As an aside, let me say that this has been a stellar year for film musicals, what with “Enchanted,” “Hairspray,” “Across the Universe” and “Once.” I have yet to see “Sweeney Todd” but based on the nearly universal raves it’s been receiving, I can’t wait to see it. I’ve also heard that the original songs written for “Walk Hard: The Dewey Cox Story” are first –rate as well.

I’m thinking to myself that at this year’s Academy Awards, we may actually hear some good songs for a change. Anyone who has watched the Oscars in the last decade knows that the Best Song performances are reason to leave the room for a bathroom or snack break. Awful, screeching tuneless faux-rock and –folk songs that are so so, sincere, so so earnest, and so so terrible.

Maybe this year will be different? And then again maybe not. After all, the Motion Picture Academy is, collectively, one of the most tone-deaf and musically illiterate groups of people found anywhere in the world. Shockingly, the Academy’s music branch, the folks who make the music nominations in the first place, are equally to blame. You would think they would know what constitutes a good piece of music, but apparently this is beyond them.

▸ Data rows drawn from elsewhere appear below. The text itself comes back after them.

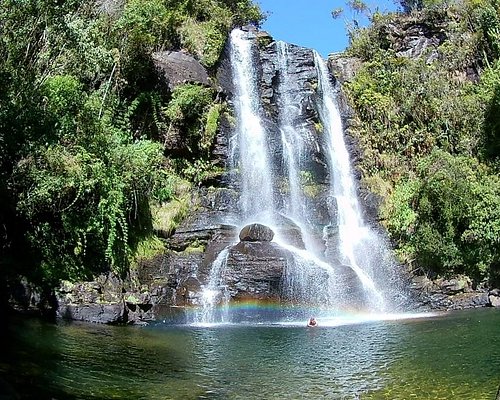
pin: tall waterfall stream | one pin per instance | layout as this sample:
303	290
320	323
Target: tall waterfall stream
312	274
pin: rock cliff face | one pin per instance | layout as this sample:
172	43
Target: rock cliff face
254	264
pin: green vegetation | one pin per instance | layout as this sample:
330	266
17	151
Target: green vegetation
83	122
428	126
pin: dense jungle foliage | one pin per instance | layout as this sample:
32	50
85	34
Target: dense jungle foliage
81	122
83	117
429	128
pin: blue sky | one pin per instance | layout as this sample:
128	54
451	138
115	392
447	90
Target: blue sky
309	23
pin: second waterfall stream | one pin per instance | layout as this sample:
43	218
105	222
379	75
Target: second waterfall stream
274	172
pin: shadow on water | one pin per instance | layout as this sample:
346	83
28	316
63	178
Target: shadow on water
456	355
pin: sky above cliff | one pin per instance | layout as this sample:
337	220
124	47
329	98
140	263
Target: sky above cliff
309	23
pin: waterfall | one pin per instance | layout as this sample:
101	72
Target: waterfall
293	146
214	293
357	244
251	156
355	254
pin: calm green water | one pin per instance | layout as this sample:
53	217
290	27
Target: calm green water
455	356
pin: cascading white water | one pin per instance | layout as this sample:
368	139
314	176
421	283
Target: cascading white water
214	292
310	276
252	154
293	148
355	238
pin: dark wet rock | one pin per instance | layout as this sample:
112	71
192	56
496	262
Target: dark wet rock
256	233
92	312
455	293
179	67
254	270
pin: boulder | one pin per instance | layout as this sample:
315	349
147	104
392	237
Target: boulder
179	67
256	233
458	284
92	312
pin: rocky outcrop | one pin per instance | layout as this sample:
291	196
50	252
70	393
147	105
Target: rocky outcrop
256	233
179	67
449	294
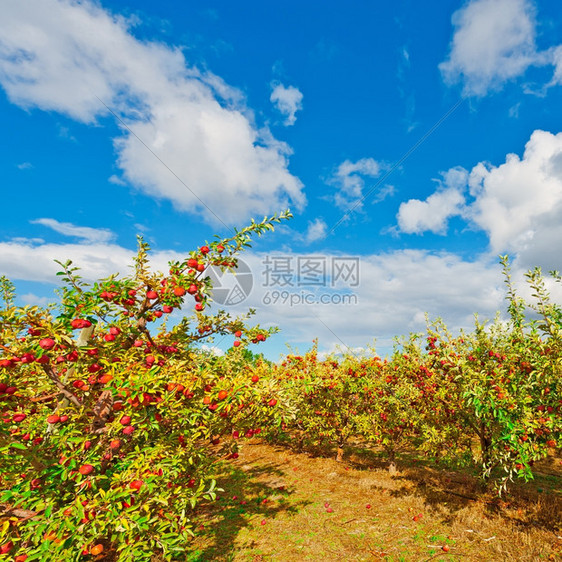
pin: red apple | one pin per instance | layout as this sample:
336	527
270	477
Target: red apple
86	469
136	484
47	343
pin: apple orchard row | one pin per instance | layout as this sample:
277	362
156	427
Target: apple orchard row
113	426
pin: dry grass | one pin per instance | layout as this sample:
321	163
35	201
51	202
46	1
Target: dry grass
294	524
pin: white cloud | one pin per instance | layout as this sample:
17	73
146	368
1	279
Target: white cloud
89	235
415	216
518	204
494	42
349	180
35	262
287	100
65	56
316	230
115	179
35	300
394	292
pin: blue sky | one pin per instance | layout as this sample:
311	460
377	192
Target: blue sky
419	139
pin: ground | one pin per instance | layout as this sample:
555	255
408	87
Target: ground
281	505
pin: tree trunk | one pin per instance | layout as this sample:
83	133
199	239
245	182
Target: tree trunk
392	462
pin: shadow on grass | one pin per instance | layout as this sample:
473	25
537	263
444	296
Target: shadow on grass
250	496
452	488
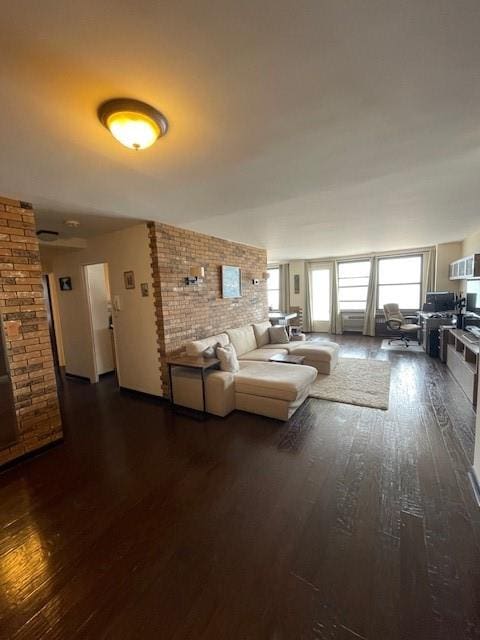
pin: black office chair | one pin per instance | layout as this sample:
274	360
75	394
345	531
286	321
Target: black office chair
398	323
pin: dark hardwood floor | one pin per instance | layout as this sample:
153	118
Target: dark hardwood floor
344	523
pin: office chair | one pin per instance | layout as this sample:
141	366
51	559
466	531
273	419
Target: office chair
396	322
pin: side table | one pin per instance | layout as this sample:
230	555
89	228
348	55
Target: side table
192	362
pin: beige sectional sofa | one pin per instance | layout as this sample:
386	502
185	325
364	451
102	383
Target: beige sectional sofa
268	388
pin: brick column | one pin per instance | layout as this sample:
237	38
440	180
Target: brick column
24	318
186	312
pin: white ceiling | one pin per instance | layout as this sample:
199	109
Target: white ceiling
308	127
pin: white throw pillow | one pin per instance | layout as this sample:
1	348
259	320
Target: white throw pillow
210	351
278	335
261	333
228	358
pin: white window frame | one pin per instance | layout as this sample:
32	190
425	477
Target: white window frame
274	268
419	282
352	309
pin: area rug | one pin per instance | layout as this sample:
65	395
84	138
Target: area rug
365	383
401	347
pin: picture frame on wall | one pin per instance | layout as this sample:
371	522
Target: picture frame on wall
231	282
65	283
129	279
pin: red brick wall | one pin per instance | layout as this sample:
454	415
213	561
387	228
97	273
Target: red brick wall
191	312
29	353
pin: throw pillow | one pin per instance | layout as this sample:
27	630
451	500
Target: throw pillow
228	358
209	352
278	335
261	333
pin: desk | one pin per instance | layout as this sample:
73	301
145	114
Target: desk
428	330
463	358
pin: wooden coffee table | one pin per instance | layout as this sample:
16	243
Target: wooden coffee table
288	358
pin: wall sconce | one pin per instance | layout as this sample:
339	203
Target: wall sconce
195	276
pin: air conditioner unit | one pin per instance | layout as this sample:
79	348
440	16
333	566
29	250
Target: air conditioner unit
353	322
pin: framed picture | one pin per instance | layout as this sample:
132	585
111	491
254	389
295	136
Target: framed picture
65	283
231	282
129	278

Don’t get me started on the Original Score nominations and eventual winners. After all, the music branch is the group who nominated the headache-inducing Gustavo Santolalla, a man who has admitted in interviews that he can’t write or read music, two years in a row, and went on to win the Best Original Score Oscar both years. “Brokeback Mountain” with its childish guitar melody played over, and over, and over again, and the drivel he “composed” for last year’s “Babel” are living proof the Academy listens to music with that part of the body they sit on.

Of course, I’m sure the Academy members don’t actually vote for the scores, as much for the movies that they appear in. But the fact that Santolalla, who makes Hans Zimmer sound like Erich Wolfgang Korngold, has won two years in a row means the Oscars as an award of excellence are generally worthless.

What does all this have to do with “Enchanted?” I just hope that one or two of its songs get nominated, along with songs from “Once” and “Hairspray.” For the first time in more than a decade trips to the bathroom will be reserved for commercial breaks, and not the previously dreaded Best Song performances.

Rating for “Enchanted”: Three stars.

I also saw “National Treasure: Book of Secrets”. There were about a half dozen movies I would have preferred to see over this one, but my friends’ kids wanted to see it, and sometimes getting together with everyone is more important than picking the right movie.

It was OK, but I didn’t enjoy it as much as the first one, which I found goofy and far-fetched but in a most agreeable manner. This one is pretty much the same movie, but it seemed more dragged out. It could have easily lost 20 minutes. An agreeable time-waster though I don’t know of any movie featuring three Oscar winners (Nicolas Cage, Helen Mirren, and Jon Voight) that is so disposable.

Rating for “National Treasure: Book of Secrets”: Two stars.